Niepce's Camera: Yesterday's Eyes and Visions Darkly Fading
Wednesday/October/14 2009 Filed in: Science / Technology
This grainy image captures a turning point in human history.
Taken in 1826, this is considered to be one of the earliest photographs ever taken. Titled View From the Window at Les Gras, the image allows us to look out over rooftops and fields beyond as they appeared the better part of 200 years ago.
A shutter -- open for 8 hours -- allowed the image to be focused on a butimen-covered pewter plate which was then washed with a combination of oil of lavender and white petroleum.
The photographer was Nicephore Niepce, a pioneer-inventor. This photograph -- Niepce called it a heliograph -- was taken at his Les Gras estate in Saint-Loup-de-Varennes, France.
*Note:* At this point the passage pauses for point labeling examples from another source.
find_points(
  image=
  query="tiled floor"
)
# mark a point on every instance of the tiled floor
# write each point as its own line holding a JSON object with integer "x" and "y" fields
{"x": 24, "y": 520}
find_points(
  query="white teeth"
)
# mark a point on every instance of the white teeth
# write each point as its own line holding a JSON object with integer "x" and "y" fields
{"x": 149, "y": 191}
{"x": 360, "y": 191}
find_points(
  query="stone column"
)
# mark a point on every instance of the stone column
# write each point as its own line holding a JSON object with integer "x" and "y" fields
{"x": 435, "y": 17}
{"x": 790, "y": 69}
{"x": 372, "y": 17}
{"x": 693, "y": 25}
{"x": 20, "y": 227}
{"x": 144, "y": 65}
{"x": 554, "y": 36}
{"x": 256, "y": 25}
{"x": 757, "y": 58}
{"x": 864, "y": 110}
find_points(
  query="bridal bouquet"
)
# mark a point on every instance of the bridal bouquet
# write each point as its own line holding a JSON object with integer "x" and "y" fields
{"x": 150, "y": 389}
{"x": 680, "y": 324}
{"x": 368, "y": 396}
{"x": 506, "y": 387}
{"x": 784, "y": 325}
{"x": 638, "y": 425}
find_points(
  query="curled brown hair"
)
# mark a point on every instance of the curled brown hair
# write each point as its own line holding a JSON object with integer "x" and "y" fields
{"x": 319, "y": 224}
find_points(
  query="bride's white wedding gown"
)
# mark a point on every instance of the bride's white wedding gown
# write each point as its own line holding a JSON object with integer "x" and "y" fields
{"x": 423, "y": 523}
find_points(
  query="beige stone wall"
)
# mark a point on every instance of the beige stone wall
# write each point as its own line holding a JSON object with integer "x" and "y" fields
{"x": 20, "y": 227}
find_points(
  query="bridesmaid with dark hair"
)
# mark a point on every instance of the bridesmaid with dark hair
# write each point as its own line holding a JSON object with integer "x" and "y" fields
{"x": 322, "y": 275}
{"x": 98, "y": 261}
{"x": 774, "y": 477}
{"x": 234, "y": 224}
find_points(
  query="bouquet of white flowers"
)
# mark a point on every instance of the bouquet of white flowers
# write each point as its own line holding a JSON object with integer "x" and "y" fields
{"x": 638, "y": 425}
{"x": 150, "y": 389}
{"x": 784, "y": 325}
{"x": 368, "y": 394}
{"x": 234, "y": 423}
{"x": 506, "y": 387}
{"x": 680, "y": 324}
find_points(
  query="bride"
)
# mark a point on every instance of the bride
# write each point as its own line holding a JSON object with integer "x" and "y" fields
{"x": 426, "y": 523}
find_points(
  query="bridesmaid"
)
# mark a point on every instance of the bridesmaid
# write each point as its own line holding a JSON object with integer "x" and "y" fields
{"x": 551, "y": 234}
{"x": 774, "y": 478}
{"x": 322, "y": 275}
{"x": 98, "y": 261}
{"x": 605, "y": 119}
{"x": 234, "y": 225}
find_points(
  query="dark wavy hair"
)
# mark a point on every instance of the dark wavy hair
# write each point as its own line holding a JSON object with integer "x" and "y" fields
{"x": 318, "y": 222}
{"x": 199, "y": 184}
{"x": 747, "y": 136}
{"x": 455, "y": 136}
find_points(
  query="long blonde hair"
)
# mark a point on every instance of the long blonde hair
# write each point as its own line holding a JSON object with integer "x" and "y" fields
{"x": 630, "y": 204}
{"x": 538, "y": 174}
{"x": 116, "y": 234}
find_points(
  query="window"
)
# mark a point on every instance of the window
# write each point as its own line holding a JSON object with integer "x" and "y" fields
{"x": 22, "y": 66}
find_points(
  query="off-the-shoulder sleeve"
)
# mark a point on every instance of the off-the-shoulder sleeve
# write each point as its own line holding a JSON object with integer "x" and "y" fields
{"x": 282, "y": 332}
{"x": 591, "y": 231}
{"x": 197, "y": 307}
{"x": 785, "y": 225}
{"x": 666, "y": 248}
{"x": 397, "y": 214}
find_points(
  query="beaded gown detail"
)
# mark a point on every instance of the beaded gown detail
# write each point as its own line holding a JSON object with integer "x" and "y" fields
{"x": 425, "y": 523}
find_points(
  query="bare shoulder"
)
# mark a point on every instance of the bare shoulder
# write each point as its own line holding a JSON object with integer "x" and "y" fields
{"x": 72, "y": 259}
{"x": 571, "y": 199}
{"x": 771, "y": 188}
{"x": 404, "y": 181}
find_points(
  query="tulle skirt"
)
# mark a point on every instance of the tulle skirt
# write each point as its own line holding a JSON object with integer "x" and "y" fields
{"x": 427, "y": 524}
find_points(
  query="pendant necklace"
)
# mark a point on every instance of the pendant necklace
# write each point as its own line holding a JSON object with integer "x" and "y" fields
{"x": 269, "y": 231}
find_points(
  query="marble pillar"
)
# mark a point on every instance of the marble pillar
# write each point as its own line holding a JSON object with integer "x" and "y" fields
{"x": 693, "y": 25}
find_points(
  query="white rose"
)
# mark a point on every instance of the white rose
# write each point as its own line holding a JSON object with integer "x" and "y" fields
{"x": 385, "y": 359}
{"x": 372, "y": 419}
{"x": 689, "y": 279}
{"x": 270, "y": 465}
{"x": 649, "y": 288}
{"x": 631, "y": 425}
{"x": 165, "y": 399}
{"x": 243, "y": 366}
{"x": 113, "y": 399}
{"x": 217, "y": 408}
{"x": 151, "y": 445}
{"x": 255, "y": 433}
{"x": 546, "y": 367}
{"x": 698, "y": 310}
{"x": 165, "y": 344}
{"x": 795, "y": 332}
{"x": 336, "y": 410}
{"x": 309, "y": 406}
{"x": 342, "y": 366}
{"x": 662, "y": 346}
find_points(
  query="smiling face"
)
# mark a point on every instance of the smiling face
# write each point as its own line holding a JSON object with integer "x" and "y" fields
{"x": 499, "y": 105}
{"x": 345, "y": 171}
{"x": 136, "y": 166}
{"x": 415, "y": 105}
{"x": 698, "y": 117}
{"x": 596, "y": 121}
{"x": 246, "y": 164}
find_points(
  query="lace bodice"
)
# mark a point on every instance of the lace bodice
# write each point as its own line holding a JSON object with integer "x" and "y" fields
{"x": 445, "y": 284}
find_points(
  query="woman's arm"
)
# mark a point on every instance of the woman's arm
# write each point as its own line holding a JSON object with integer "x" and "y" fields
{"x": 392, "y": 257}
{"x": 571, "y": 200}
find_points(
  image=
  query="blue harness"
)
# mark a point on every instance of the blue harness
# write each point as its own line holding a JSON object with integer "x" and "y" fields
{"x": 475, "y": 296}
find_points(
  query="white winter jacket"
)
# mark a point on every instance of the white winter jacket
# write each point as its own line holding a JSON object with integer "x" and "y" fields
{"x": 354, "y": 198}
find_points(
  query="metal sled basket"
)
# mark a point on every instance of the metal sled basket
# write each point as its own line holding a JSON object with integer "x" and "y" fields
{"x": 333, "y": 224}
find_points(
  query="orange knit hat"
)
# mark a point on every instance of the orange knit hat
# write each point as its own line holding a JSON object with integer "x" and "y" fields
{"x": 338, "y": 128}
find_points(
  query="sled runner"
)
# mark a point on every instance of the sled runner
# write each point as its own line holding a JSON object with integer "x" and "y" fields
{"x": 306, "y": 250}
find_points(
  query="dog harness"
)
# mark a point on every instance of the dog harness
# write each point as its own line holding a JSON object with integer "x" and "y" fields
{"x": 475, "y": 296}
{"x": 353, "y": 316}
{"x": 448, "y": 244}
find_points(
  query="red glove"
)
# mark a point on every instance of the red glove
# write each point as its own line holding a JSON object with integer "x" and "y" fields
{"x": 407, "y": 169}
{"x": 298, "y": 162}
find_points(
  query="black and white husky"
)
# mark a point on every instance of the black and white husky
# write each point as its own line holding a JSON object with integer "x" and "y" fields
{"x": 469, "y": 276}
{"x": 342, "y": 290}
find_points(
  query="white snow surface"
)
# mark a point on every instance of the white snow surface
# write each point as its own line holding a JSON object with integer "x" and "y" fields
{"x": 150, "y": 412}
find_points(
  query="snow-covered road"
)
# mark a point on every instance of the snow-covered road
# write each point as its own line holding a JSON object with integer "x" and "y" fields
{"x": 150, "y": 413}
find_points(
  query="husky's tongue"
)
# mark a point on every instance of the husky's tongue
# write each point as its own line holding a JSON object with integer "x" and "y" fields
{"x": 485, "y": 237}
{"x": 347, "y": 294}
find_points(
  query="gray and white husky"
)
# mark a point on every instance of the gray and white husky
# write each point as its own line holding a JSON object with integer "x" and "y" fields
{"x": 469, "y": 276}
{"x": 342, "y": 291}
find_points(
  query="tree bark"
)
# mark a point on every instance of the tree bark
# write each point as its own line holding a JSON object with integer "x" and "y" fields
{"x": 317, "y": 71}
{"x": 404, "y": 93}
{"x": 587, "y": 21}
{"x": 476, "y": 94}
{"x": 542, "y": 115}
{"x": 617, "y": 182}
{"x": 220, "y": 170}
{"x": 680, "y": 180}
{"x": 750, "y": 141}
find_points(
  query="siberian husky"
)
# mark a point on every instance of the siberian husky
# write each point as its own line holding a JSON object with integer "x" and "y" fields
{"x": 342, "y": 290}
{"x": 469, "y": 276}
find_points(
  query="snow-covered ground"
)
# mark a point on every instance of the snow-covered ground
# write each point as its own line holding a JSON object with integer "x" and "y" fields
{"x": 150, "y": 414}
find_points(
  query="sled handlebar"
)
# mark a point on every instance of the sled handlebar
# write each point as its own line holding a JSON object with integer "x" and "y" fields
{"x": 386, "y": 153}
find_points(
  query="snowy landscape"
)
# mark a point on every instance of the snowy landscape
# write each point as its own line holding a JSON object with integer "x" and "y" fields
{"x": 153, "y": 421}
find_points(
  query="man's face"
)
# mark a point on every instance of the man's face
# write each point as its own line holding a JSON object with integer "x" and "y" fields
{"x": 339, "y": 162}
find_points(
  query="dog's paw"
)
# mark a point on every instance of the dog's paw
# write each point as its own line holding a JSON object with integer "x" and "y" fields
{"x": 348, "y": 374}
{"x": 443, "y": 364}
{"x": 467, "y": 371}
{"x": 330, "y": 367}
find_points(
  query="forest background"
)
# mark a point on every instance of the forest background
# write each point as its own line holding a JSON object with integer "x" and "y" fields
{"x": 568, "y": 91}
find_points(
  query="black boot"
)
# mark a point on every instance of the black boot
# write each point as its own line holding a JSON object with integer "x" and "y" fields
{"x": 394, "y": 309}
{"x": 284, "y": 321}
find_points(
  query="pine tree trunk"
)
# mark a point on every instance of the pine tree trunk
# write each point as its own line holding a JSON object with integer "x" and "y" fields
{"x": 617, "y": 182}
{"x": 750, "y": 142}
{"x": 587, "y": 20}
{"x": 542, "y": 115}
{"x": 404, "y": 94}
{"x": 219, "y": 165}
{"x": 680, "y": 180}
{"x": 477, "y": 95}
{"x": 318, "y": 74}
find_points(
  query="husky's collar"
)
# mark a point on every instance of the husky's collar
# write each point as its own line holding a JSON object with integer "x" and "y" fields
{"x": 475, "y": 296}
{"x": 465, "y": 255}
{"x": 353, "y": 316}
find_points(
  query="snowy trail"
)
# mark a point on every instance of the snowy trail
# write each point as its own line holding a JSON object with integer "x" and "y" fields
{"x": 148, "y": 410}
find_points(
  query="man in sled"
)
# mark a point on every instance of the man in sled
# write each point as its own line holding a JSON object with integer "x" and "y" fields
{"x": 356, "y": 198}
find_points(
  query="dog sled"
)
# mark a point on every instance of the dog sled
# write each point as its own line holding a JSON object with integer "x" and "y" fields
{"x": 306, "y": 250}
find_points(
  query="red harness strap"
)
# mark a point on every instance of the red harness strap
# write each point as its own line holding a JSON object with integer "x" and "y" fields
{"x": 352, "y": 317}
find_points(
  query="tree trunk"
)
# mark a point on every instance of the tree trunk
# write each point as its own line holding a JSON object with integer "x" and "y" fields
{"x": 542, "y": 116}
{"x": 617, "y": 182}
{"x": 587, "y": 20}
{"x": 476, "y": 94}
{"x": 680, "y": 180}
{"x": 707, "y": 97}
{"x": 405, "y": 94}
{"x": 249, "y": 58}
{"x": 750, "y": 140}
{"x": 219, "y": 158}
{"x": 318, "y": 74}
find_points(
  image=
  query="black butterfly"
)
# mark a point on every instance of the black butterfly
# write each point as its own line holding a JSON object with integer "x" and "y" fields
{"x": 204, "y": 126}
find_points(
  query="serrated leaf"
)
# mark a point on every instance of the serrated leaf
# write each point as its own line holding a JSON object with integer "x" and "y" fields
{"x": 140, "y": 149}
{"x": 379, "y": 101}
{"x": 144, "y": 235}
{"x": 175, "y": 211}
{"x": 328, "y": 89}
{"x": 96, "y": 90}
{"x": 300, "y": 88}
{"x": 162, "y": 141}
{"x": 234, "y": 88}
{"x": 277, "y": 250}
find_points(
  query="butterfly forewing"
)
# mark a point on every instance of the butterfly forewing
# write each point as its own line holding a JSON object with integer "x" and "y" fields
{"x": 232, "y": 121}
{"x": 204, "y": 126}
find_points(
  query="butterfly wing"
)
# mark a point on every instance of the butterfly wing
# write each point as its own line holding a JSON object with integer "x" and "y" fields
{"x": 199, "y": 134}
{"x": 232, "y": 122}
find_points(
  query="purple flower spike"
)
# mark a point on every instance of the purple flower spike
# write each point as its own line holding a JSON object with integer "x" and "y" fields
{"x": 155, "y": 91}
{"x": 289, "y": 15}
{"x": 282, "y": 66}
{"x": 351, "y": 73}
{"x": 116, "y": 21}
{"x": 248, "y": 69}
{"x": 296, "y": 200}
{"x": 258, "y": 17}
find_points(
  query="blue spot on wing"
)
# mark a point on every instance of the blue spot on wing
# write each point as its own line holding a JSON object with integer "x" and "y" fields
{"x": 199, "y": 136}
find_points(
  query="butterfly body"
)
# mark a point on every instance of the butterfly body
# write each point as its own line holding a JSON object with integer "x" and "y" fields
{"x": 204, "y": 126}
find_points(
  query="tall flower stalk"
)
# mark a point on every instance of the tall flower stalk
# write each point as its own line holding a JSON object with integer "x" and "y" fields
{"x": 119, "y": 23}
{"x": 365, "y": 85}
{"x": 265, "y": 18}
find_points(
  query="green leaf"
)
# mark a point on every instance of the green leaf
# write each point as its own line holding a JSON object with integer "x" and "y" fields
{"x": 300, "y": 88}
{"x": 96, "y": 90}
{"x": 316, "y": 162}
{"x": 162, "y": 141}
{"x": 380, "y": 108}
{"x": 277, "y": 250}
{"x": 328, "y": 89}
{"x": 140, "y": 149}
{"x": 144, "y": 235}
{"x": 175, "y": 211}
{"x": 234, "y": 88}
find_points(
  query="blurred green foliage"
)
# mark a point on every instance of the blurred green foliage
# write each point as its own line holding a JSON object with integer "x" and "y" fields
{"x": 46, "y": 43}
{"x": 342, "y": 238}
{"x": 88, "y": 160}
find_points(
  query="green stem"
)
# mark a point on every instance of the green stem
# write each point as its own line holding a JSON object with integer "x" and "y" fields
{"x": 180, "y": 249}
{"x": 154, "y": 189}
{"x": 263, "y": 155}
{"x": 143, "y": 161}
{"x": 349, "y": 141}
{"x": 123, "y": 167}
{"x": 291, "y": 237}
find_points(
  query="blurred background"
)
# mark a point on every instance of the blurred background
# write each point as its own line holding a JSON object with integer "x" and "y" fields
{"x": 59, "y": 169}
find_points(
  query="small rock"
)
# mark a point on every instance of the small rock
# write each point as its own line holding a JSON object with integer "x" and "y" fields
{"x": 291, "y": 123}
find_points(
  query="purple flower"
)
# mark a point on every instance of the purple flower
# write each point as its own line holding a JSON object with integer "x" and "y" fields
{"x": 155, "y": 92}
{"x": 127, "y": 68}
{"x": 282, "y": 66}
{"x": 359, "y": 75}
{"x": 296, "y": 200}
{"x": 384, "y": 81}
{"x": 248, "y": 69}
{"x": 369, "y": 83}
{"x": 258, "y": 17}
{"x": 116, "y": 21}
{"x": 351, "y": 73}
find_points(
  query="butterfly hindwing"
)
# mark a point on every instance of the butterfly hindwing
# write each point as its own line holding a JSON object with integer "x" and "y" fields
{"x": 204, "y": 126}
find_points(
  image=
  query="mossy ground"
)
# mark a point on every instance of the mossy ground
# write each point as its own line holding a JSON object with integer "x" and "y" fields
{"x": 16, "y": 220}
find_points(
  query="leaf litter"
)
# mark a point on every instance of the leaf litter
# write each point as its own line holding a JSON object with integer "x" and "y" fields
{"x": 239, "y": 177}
And Niepce wasn't the only pioneer photographer to spend time there. Daguerre, inventor of Daguerreotype photography, collaborated with Niepce a number of times at the estate.
In 2002, Les Gras estate was converted into a museum in honor of Niepce's work there.
The window -- through which the historic photograph was taken -- was removed during a renovation sometime after 1836 and its actual location was for a long time a mystery.
But after studying blueprints, historians have created a computerized artist's conception of what Niepce actually saw that fateful day.
But View From the Window at Les Gras wasn't the first image Niepce captured. The year before he replicated a 17th century Flemish engraving, depicting a man leading a horse.
Why take a picture of an engraving?
Nineteenth century publishers needed an efficient way to reproduce works of art. Something called a camera obscura -- much like today's overhead projector -- was used to project the image of a painting or engraving onto a blank sheet of tracing paper where it could be replicated by hand.
Niepce couldn't draw very well and sought a way to capture the projected image permanently.
Photography started out as the search for a good Xerox machine. All the rest was serendipity.
But Niepce didn't spend all his time in the dark room.
In 1818 he invented the velocipede, a precursor to today's bicycle. And if that wasn't enough, he also built the world's first internal combustion engine, with fuel injection, no less. He even hypothesized mounting his engine to the velocipede.
If he'd followed up on that, he would have invented the world's first motorcycle, as well. Vroom Vroom!
Apocalypzia Trivia: On the far side of the Moon, in the high latitudes, there is a crater named after Niepce, in honor of his many contributions to science.